Slashdot Mirror

← Back to Stories (view on slashdot.org)

Hacker's Device Can Intercept OnStar's Mobile App and Unlock, Start GM Cars

Posted by timothy on from the internet-of-cars dept.

Lucas123 writes: Security researcher Samy Kamkar posted a video today demonstrating a device he created that he calls OwnStar that can intercept communications between GM's RemoteLink mobile app and the OnStar cloud service in order to unlock and start an OnStar equipped car. Kamkar said that after a user opens the OnStar Remote Link app on his or her mobile phone "near the OwnStar device," OwnStar intercepts the communication and sends "data packets to the mobile device to acquire additional credentials. The OwnStar device then notifies the attacker about the new vehicle that the hacker has access to for an indefinite period of time, including its location, make and model. And at that point, the hacker can use the Remote Link app to control the vehicle. Kamkar said GM is aware of the security hole and is working on a fix.

6 of 54 comments (clear)

  1. No! by IMightB · · Score: 4, Funny

    I for one, in Soviet Russia, didn't see this one coming

  2. When the Man In the Middle is You by SuperKendall · · Score: 2

    Crazy that the phone is not just some kind of passthrough ,but instead somewhere in he binary contains enough rights to do anything it likes with your car... the device must be just convincing the app that OnStar said it was OK to use it's unlimited powers to unlock the car and start the engine or whatever.
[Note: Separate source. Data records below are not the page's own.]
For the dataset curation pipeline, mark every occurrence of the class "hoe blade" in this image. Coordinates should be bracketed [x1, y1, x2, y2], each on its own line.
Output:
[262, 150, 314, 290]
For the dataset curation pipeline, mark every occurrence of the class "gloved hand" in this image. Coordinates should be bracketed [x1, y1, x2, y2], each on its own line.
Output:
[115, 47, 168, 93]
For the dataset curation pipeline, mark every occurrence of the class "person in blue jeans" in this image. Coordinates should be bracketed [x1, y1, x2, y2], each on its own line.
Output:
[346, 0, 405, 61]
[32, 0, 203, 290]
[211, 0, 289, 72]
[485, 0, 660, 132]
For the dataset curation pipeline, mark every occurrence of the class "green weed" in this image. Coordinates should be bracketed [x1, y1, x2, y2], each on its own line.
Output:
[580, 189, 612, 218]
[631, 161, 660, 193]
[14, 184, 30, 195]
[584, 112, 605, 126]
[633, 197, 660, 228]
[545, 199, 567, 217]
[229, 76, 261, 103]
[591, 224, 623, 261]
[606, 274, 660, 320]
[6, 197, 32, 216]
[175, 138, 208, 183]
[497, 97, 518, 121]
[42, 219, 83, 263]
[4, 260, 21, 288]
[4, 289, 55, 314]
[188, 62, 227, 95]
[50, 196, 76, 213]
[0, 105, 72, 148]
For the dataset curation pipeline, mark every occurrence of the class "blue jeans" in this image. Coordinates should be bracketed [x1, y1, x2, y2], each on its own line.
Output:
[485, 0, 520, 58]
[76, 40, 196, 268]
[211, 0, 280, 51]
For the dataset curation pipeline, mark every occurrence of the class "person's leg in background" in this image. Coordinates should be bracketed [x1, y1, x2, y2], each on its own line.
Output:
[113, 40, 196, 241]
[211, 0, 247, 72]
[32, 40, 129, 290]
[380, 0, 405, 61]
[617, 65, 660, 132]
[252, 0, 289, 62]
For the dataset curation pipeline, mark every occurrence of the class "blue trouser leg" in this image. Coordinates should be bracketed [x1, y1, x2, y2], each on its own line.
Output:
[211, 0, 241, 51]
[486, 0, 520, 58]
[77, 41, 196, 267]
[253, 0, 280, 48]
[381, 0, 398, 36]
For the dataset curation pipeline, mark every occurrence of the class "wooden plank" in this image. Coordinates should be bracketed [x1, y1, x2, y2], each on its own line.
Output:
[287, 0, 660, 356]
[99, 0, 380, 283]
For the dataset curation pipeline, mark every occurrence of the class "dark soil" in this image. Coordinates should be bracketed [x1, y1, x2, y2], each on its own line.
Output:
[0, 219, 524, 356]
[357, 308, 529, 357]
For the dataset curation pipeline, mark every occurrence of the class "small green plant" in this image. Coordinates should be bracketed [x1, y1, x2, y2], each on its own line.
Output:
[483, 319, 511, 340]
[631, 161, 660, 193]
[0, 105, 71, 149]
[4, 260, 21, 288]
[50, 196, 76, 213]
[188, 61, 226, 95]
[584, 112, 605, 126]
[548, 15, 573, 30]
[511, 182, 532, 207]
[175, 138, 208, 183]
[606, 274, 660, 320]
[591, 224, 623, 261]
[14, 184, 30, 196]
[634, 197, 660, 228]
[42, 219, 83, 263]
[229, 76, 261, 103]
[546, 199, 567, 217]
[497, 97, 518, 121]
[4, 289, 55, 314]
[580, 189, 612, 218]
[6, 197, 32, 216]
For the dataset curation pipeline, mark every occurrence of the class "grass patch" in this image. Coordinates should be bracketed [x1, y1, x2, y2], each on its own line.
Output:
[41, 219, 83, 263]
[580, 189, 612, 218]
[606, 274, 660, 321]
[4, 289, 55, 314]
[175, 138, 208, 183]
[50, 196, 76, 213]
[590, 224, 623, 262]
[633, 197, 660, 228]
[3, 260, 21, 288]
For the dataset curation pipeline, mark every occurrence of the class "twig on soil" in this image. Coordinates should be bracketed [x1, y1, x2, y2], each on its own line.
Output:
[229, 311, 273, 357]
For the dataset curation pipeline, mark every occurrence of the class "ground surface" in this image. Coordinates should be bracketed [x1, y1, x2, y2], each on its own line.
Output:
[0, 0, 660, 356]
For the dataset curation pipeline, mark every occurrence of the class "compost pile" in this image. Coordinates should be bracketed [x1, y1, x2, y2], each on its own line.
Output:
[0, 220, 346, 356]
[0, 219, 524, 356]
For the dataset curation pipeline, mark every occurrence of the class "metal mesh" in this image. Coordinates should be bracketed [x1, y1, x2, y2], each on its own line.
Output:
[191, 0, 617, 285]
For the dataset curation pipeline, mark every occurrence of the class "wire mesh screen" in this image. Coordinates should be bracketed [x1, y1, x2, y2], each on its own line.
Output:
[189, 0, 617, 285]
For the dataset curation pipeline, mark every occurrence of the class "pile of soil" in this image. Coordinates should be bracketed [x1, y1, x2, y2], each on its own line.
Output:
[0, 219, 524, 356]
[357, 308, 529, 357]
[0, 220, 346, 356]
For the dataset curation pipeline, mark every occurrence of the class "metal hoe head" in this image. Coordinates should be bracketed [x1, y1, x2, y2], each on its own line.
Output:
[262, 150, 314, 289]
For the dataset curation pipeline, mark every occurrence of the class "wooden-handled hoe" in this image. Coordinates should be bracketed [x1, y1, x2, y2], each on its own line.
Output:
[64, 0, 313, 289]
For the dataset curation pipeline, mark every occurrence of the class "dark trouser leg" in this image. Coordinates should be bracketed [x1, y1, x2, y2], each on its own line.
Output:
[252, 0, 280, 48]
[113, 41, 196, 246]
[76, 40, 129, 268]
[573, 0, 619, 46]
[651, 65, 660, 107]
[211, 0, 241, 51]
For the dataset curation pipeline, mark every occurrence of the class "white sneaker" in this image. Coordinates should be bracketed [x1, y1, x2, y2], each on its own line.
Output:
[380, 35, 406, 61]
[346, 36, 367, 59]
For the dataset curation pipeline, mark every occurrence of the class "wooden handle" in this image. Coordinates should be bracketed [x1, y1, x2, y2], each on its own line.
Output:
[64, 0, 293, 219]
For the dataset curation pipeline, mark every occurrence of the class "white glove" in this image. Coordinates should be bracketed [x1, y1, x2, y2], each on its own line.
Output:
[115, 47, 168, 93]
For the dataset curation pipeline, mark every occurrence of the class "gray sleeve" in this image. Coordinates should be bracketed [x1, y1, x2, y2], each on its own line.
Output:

    On the other hand, perhaps that ALSO means the attack cannot work with any arbitrary car, but only with an instance of an app you have already paired to your car so it was given the right credentials? If so it's a much less serious attack than it would seem at first.

    The real issue would be, if a rooted Android or iPhone device could have the car-specific credentials scraped, to use at a later time with thier own OnStar app.

    --
    "There is more worth loving than we have strength to love." - Brian Jay Stanley
  3. Re:This Screams, get real computers in cars. by sinij · · Score: 3, Interesting

    Seeing all these vulnerabiltieis pop up in all these cars, knowing how malware-ridden is typical user's GPC, you are asking for more GPC in cars?!?! What is wrong with you?!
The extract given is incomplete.